“i am a family-friendly writer who creates content in my spare time. i do all this while trying to keep one of the youngest children out of the diapers and not letting them get into trouble. if i have to type up a thousand words, i’m doing it. if i have to make 100 images, i’m doing it! :) “

Share

How did I accidentally become an award-winning author?

Well, it all started when I was a kid. My mom and dad were always telling me to find something to do with my time. I remember begging them for a dog but they told me no because of our busy schedule. Instead, I became obsessed with drawing. For a very long time, drawing was all I did. It was my escape from reality… until one day while trying to learn how to draw, I ended up re-inventing the wheel and discovered… [write paragraph fill]
Now, don’t be alarmed. I’m not talking about the wheel of fortune with two axes. I’m talking about how I learned how to write and which words I used to describe my story. For instance, [write this sentence] is what lead me to my award-winning (I hope) book.
At the time, my best friend and I were trying to pitch a story idea for a movie. The idea was that we would show two young kids, who were like me and my best friend, struggling to survive. As soon as I saw the word struggle, I asked myself what it meant. From there I continued to ask myself what other descriptive words I could use instead of struggle and boom the wheel turned and gave me [write description from paragraph fill].

emma chamberlain and jacob elordi
emma chamberlain and jacob elordi

how did i end up achieving so much success as an author?

This is probably the same question asked by many self-published book authors. I had tried writing short fiction for years but it just wasn’t working… until I discovered the magic of editing and beta readers. The saying goes that quality trumps quantity, and that definitely holds true for writing. I rewrote my entire first novel “Consequences” at least five times until it was as good as it could ever be. After that, I sent it to a group of beta readers and reviewers; one being an editor.
Self-publishing had become a viable option by this time, so I decided to give it a go.
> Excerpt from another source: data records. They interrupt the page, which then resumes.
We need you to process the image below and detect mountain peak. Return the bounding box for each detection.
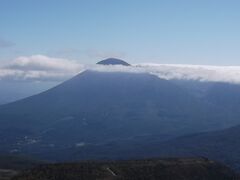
[97,58,130,66]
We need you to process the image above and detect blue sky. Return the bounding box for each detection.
[0,0,240,65]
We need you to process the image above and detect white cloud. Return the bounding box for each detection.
[0,55,240,83]
[0,55,83,81]
[137,64,240,83]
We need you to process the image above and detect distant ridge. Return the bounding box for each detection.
[97,58,130,66]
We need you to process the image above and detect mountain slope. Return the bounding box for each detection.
[14,158,238,180]
[0,59,233,159]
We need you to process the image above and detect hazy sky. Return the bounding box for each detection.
[0,0,240,65]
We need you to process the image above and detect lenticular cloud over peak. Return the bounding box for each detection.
[0,55,240,84]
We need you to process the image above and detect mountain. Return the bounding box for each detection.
[0,59,229,160]
[13,158,239,180]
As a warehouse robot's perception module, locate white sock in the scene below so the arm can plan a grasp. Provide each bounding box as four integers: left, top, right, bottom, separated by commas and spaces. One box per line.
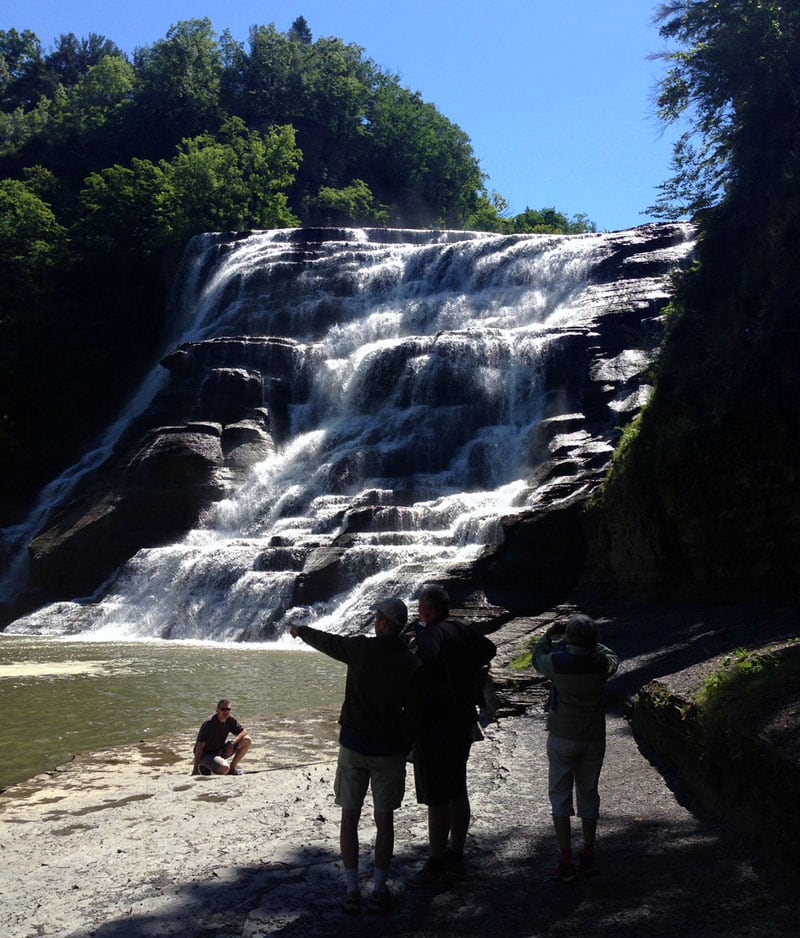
372, 866, 389, 895
344, 867, 361, 892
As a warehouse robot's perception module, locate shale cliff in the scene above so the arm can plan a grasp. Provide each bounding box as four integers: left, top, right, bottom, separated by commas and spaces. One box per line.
1, 225, 693, 639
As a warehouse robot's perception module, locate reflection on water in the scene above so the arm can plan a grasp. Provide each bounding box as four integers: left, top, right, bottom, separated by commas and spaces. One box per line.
0, 635, 345, 789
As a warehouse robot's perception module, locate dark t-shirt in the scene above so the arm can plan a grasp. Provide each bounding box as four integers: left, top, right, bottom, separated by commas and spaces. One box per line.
297, 625, 422, 756
197, 713, 244, 756
416, 619, 497, 726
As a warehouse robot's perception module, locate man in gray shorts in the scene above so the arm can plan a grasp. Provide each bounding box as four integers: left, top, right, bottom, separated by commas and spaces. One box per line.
192, 697, 253, 775
290, 598, 422, 914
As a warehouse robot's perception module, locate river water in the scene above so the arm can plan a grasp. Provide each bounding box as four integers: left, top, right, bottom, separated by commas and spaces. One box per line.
0, 635, 345, 790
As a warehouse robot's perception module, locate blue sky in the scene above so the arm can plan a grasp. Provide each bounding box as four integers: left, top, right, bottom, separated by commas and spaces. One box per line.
0, 0, 688, 231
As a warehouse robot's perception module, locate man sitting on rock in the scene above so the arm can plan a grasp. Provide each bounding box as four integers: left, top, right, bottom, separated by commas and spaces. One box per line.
192, 697, 253, 775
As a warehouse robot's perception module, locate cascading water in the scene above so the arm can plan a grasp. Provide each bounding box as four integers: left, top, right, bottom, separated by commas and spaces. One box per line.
3, 226, 691, 641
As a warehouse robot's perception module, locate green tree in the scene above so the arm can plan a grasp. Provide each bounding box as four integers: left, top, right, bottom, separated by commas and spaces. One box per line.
162, 118, 300, 239
134, 19, 223, 158
310, 179, 389, 227
603, 0, 800, 601
651, 0, 800, 218
44, 33, 125, 88
0, 29, 45, 111
75, 158, 170, 259
0, 179, 66, 290
511, 207, 597, 234
289, 16, 314, 46
368, 79, 484, 228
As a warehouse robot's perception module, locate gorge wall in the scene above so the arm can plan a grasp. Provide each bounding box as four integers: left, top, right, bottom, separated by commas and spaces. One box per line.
3, 224, 693, 640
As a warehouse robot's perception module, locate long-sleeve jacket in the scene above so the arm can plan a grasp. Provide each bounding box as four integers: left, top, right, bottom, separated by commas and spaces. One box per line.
415, 619, 497, 726
297, 625, 423, 756
533, 635, 619, 741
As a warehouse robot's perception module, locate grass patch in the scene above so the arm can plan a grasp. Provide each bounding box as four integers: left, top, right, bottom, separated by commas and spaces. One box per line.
694, 639, 800, 745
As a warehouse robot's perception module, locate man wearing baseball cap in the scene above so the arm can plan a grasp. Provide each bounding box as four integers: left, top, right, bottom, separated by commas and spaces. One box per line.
290, 597, 422, 914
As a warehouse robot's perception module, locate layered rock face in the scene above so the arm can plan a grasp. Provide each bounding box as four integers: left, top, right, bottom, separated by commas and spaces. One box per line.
6, 225, 692, 639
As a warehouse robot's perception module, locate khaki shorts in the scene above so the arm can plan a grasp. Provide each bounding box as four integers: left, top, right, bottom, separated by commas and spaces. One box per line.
333, 746, 406, 811
547, 733, 606, 820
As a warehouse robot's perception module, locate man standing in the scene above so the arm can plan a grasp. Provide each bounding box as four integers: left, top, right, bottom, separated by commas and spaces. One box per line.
408, 584, 496, 889
192, 697, 253, 775
533, 614, 619, 882
290, 598, 422, 914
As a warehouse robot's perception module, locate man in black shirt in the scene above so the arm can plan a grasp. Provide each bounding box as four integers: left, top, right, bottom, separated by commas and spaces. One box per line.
290, 598, 422, 914
192, 698, 253, 775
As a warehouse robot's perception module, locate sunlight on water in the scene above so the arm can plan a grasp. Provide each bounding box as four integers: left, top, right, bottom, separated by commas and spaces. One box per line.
1, 228, 691, 642
0, 635, 345, 789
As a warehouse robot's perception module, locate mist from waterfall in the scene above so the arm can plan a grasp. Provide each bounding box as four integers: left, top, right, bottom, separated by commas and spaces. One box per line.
8, 230, 686, 641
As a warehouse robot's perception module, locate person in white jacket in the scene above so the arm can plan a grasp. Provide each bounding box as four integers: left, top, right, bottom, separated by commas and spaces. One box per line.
533, 613, 619, 882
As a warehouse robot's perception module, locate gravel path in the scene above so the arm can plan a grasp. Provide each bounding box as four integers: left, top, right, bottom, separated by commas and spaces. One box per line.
0, 604, 800, 938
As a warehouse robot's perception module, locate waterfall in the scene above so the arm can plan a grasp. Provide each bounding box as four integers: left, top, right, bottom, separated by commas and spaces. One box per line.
7, 226, 692, 641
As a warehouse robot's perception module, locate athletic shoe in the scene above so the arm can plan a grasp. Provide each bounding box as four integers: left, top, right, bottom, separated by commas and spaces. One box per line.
444, 850, 467, 879
407, 857, 447, 889
342, 892, 361, 915
553, 860, 578, 883
369, 887, 394, 912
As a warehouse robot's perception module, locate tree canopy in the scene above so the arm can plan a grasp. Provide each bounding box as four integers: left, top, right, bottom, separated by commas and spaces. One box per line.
0, 16, 588, 511
605, 0, 800, 599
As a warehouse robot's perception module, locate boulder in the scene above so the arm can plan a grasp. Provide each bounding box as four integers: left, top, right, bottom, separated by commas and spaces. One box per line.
30, 427, 223, 598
I signed a contract with myself that I would only write three books per year, something which was strict but good for my productivity.
The first book I self-published was “Consequences.” That went very smoothly and since then, the others have followed in rapid succession (with more on the way). I even made it to #1 on Amazon in the “Paranormal Romance” category, which was a huge achievement for me and a great way to show the world that I was serious about my writing.

emma chamberlain and jacob elordi
emma chamberlain and jacob elordi

what are some tips for you as a mom on how to write successfully? (emma chamberlain interview)

I’m a big believer that it’s better to take a risk than to not take a risk. It’s like the saying “If you can’t beat them, join them.” I always thought that there was something wrong with authors who write books that are on the popular side. I wanted to do things my own way. For example, in my first novel (Consequences), Idone things that would show what I wanted to show in the story without having people call me pretentious. You know, people think I’m pretentious but I don’t really care.
I always think that if you’re going to do something, you’ve just got to have fun with it. And if you have fun with it, people will be kind of into it. So I always try to keep that in mind. Yeah, that’s kind of risky. It’s like trying to drive a car without a seat belt on. It kind of puts you in an awkward situation. But, I mean, if you don’t try that, then you would never know what it’s like to have the thrill of driving and feeling safe and cozy at the same time. So, I think it’s always a good idea to try new things.

emma chamberlain and jacob elordi
emma chamberlain and jacob elordi

how worked on your book for 3 years at the same time actually writing blog posts by yourself daily and juggling it all? can you tell us about that process please? what is the hardest part for you when writing blog posts or anything else at home that happens in between school and work

It has probably been about 2-3 years now actually. The hardest part for me is trying to not take my frustration out on my family. I think it’s better for them if I don’t write about certain subjects and just vent them onto paper or a document instead. The hardest part is trying to maintain the schedule that I’m working on. I would say it’s definitely the hardest part. Making sure that I write consistently everyday and not just when I feel like it. If I do this, then everything should fall into place by chance.
To be honest, writing blogs is the easiest thing for me because it is usually so easy to finish everything without much effort from my end. However, it is the hardest thing to do in between university and pursuing my career. I don’t know if this is because I’m a perfectionist and just want to make sure that I do everything correctly or whether it’s because of the time constraint. It is the toughest for me because it involves so many other things. Nowadays, I am able to squeeze in a couple of hours to write about what I want and sometimes even “work” on my new book during study times but when it comes to making sure that everything fits together and that nothing conflicts with anything else, it is one of my worst nightmares.